Eine monströs große Tür wurde geöffnet und Susanoo und ich wurden hochgezogen, um an Metallketten, an den Wänden, mit den Händen über unseren Köpfen, befestigt zu werden.

»Jetzt ist eure Gruppe ja wieder zusammen«, raunte der muskelbepackte Mann, welcher Susanoo hinter sich hergezogen hatte fies und verließ mit seinen Kumpanen das Verlies.

»Hey, schön euch wiederzusehen«, warf Susanoo zappelnd zu unseren Freund*innen und zog an seine Fesseln.

Ich blieb stumm und versuchte meine Augen an die Dunkelheit, welche nur von einer einzigen Fackel gedämmt wurde, zu gewöhnen. Dunkle, glänzende Gesteinsstücke wurden in den Kerker eingebaut.

»Was führt euch in dieses luxuriöse Objekt?« Bruce richtete sich auf.
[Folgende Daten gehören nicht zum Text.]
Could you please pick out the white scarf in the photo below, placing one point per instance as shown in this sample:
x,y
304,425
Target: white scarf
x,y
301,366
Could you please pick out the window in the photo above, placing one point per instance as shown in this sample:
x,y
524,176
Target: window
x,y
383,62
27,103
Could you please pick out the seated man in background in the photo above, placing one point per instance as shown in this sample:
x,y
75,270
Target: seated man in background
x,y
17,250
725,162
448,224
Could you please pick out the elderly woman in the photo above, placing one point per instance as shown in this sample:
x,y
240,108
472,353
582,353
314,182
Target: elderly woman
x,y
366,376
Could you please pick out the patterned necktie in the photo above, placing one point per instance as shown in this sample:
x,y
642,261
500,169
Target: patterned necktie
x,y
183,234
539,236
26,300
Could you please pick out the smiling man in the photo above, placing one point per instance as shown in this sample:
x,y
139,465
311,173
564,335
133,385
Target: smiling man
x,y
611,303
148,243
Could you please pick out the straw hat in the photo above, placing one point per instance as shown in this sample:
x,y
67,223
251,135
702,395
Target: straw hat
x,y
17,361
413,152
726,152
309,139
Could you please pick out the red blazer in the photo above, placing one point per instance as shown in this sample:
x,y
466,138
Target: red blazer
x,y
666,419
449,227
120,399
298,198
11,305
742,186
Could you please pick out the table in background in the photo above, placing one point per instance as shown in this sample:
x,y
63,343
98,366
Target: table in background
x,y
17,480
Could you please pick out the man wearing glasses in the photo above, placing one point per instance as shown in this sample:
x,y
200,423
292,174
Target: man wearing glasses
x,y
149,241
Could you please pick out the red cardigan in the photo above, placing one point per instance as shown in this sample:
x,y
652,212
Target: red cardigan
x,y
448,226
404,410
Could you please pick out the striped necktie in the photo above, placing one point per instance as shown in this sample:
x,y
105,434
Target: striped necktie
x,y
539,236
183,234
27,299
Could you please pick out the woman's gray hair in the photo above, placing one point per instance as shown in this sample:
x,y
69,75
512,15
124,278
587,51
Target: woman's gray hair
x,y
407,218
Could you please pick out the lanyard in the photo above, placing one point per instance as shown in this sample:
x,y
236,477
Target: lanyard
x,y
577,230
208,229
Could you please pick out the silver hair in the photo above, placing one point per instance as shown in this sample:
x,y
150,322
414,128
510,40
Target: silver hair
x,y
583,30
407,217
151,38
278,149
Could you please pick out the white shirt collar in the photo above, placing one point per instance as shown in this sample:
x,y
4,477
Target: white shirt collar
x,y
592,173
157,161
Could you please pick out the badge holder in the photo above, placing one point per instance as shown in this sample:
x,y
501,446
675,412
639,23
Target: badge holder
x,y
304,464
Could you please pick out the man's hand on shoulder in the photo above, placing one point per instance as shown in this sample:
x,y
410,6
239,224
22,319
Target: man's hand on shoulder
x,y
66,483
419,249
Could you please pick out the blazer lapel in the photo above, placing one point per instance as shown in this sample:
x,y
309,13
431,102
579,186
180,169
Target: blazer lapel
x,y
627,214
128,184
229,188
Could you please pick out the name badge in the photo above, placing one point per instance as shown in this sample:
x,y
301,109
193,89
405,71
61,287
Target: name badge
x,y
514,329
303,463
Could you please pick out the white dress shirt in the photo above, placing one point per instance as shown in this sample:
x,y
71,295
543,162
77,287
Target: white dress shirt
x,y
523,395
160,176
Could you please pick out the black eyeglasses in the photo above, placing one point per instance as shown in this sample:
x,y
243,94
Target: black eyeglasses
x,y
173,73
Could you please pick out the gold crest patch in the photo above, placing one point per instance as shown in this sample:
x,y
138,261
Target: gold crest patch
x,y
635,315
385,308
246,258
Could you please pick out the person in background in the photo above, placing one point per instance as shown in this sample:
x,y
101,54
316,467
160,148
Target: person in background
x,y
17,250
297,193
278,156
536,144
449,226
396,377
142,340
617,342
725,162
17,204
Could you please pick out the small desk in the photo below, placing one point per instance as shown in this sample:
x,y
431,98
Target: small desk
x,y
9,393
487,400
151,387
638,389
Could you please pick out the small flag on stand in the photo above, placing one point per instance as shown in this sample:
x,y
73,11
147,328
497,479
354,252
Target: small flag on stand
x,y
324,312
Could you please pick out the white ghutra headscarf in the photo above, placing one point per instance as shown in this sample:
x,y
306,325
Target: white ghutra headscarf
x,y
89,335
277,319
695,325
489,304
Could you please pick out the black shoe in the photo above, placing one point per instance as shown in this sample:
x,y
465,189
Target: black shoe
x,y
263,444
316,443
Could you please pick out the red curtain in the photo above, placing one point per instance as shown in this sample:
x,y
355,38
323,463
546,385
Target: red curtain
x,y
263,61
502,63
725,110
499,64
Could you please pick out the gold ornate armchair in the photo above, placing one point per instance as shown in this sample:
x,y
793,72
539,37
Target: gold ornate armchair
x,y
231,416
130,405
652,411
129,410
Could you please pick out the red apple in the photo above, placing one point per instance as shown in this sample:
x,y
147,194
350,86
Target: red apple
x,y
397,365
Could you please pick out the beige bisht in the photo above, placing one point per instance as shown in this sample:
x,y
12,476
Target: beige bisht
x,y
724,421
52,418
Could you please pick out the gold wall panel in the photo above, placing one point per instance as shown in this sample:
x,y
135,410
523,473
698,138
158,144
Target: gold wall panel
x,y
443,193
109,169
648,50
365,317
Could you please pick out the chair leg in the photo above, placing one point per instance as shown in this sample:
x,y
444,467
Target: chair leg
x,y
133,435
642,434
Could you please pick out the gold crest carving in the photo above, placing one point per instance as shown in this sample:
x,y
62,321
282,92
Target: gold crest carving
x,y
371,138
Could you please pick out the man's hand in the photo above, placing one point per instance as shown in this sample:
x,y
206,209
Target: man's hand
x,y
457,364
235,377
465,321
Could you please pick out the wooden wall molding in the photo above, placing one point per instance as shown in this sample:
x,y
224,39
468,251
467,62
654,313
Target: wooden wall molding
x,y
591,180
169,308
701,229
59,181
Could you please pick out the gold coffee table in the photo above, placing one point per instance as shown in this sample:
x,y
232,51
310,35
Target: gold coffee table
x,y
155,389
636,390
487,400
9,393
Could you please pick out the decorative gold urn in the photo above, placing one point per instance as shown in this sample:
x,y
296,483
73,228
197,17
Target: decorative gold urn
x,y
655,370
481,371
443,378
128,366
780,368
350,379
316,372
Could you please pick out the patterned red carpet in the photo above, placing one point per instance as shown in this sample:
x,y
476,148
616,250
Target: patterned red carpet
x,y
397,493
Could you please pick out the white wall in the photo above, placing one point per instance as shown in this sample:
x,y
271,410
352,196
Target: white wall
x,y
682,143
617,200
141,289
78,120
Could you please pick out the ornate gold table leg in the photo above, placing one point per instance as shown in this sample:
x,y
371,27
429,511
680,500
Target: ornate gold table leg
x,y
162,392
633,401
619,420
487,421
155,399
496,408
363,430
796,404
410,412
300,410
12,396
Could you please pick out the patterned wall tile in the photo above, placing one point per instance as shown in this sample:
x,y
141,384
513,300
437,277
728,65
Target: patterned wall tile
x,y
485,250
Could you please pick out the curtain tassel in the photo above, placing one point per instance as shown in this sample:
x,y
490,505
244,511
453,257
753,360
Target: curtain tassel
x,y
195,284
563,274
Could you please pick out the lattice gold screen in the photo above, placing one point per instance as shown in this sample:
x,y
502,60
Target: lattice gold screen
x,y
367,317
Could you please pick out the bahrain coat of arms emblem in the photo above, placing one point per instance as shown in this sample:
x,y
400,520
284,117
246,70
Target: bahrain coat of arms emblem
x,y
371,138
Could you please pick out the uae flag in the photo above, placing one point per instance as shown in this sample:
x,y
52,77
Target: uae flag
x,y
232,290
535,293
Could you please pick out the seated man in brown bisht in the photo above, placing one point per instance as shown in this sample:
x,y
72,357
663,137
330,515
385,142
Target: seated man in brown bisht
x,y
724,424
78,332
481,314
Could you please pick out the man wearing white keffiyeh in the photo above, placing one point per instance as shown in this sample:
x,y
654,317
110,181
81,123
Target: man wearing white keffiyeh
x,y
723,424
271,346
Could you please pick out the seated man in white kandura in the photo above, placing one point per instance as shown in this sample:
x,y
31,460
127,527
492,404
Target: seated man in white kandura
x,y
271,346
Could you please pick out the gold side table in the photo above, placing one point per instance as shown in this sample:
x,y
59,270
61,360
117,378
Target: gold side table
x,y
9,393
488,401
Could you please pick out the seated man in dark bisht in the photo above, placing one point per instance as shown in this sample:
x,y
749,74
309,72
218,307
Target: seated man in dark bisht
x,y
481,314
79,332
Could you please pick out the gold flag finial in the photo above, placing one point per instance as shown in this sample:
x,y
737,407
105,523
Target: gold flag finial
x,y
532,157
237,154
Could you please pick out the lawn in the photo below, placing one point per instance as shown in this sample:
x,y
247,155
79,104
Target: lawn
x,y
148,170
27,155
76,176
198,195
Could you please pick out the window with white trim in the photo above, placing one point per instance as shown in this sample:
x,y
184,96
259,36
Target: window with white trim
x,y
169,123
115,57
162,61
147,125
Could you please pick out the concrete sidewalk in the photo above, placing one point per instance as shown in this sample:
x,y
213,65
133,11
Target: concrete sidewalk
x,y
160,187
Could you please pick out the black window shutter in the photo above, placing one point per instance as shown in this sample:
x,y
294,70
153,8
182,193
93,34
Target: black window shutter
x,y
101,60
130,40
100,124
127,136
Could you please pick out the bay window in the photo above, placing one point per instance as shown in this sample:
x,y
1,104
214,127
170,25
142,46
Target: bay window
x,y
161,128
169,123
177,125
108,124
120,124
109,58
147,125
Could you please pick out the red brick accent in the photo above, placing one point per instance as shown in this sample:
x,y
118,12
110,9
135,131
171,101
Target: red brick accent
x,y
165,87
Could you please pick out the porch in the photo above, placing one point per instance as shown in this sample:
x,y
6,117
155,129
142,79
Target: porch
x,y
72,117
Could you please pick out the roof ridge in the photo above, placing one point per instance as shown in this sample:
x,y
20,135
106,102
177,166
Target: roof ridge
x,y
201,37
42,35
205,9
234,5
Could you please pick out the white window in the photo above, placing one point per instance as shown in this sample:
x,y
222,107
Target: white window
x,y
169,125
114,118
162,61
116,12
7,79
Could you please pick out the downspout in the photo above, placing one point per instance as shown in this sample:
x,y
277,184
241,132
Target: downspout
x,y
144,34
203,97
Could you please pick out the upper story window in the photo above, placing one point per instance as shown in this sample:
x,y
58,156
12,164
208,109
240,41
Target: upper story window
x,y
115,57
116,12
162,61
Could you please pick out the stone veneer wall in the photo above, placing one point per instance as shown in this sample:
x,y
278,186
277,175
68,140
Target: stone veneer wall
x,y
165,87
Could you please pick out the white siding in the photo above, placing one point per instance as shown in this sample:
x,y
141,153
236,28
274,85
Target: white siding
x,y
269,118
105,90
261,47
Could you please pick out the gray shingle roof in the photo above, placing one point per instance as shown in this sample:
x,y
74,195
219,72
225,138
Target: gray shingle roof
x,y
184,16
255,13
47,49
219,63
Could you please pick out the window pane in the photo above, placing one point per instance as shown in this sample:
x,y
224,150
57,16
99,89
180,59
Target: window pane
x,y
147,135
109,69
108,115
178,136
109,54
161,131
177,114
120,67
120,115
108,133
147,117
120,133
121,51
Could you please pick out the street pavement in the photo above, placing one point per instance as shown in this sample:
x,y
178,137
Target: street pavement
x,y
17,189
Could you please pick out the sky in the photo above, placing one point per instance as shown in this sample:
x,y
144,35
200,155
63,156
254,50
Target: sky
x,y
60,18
Die Handfesseln schienen lang genug zu sein, um sich auf den Boden zu setzen, darum ließ ich mich auf den kalten Steinen hinabsinken und vergrub meinen Kopf in den Schoß.

»Kurze Geschichte: Nachdem ihr mich vergessen habt, bin ich durch den Wald geirrt, hab eine Barbesitzerin kennengelernt, bin in derer Bar versackt und hab Yasmin wiedergetroffen. Sie war in der Begleitung von zwei Anhängern des Schwarzmagier Tuhjan, was wir aber nicht wussten, und uns blind hier her führen lassen haben. Zwischendurch hab ich ihren leiblichen Vater verprügelt, der wohlbemerkt ein Arschloch ist und Yasmin hat mit unserer jetzigen Feindin geschlafen«, fasste Susanoo die letzten Tage zusammen.

»Irgendwie kommt mir das mit dem: Yasmin hat mit unserer Feindin geschlafen bekannt vor, ich glaube, ich habe ein Deja-vu«, stöhnte Lizzy auf und meine Gedanken wanderten zu Denise.

»Ich hatte nicht mit Denise geschlafen!?«, meldete ich mich nun doch zu Wort und Lizzys Gestalt ließ mich prompt verstummen. Sie und Elli waren leichenblass und völlig blutleer. Sie mussten seit Tagen kein Lebenssaft mehr zu sich genommen haben. Wahrscheinlich sogar schon seit unserer Ankunft hier.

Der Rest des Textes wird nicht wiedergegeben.